17 Cases arising under the STAA and other whistle blower laws hold a complainant's opposition to acts by an employer that he reasonably believes violate the law are protected, even if investigation proves the employer never violated a law. Clement v. Milwaukee Transport Services, Inc., 2001-STA-6 (ALJ Nov. 29, 2001)(slip op. at 39). This is so whether employer never did what the employee complained about, or because the employer's actions were legal. Id.; see alsoMinard v. Nerco Delama Co., 92-SWD-1 (Sec'y Jan. 25, 1994).
18 Title VII case law has traditionally guided the adjudication of whistle blower cases, including the determination of whether an employer discriminated against a protected employee. See Daniel v. TIMCO Aviation Servs., Inc, 2002-AIR-26 (ALJ June 11, 2003). Whistle blower statutes are meant to encourage workers to disclose illegal and questionable activities, so their tests for unfavorable employment action encompass more than the adverse economic actions Title VII plaintiffs must prove; any action that would reasonably discourage a worker from making disclosures qualifies here. Daniel, slip op. at 15.

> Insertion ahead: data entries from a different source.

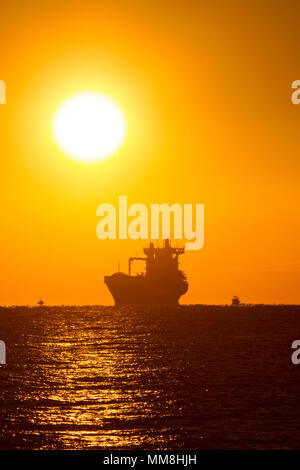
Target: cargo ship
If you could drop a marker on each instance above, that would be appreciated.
(162, 283)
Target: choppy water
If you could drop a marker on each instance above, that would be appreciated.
(191, 377)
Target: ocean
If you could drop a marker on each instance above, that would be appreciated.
(191, 377)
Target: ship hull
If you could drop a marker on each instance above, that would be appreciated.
(140, 290)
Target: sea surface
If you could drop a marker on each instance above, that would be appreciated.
(192, 377)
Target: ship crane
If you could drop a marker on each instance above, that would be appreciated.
(133, 258)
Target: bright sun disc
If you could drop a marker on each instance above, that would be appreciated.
(89, 127)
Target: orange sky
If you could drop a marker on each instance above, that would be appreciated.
(206, 90)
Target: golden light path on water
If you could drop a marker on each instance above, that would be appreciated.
(187, 377)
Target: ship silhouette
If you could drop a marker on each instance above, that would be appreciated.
(161, 284)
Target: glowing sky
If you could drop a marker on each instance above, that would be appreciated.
(205, 87)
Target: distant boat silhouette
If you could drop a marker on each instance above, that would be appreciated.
(162, 283)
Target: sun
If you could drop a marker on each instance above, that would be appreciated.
(89, 127)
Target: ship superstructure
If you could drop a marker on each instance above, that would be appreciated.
(162, 283)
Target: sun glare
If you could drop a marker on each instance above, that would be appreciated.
(89, 127)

19 I leave open the question whether an employee might escape discipline under an employer's long standing policy against secret taping if the tape gave direct proof of invidious discrimination. Where it does not, the violation of company policy serves as a legitimate, non-discriminatory basis for discharge. Deiters v. Home Depot USA, Inc., 842 F.Supp. 1023, 1030 & n. 2 (M.D. Tenn. 1993).